Engage Staff in Decision-Making
Involve your employees in your decision-making process. Discuss their benefits with them. Be honest and work out a benefits plan that suits both the organization as well as the employee. This will build in him a feeling of belonging that will lead to satisfaction.
Renegotiate Work Arrangement and Time-Off Policies
Flexible work plans and vacation policies are the most desired non-salary benefits. You can implement this in a number of ways such as offering flexible timings, work from home opportunities, and unpaid summer holidays for those who you can afford to give it to. But, make sure your management is able to maintain performance levels with this kind of flexible office environment.

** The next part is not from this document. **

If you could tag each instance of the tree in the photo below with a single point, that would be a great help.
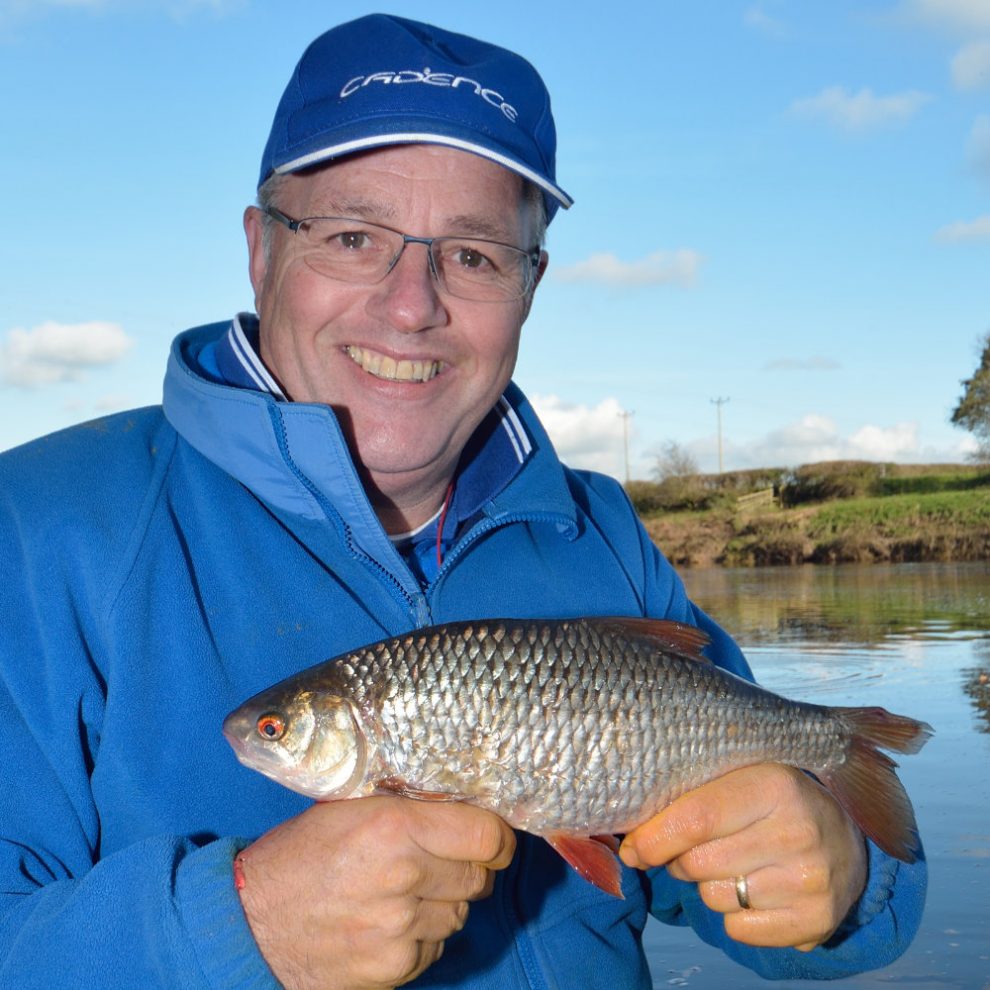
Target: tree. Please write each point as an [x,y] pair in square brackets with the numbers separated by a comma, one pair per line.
[972,412]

Work with Brokers on Health Insurance
Though many non-profits work with large agencies directly, it is often more cost-effective to work with certified and trained brokers. Identify a good broker who can help you to compare benefit plans and provide you with a better plan by just negotiating with two or more companies. In difficult times, employers often ask employees to help shoulder the burden to ensure long-term job stability. This could mean removing vision, or shifting a bigger part of the cost on to the employees. These measures are never easy to implement, but most people would prefer that their benefits be reduced as long as they get to keep the rest of the paycheck with them.
Online resources such as the IRS website can offer good tips to help offer flexible and creative benefits that show your employee that you value his contribution while keeping your organization open to job seekers.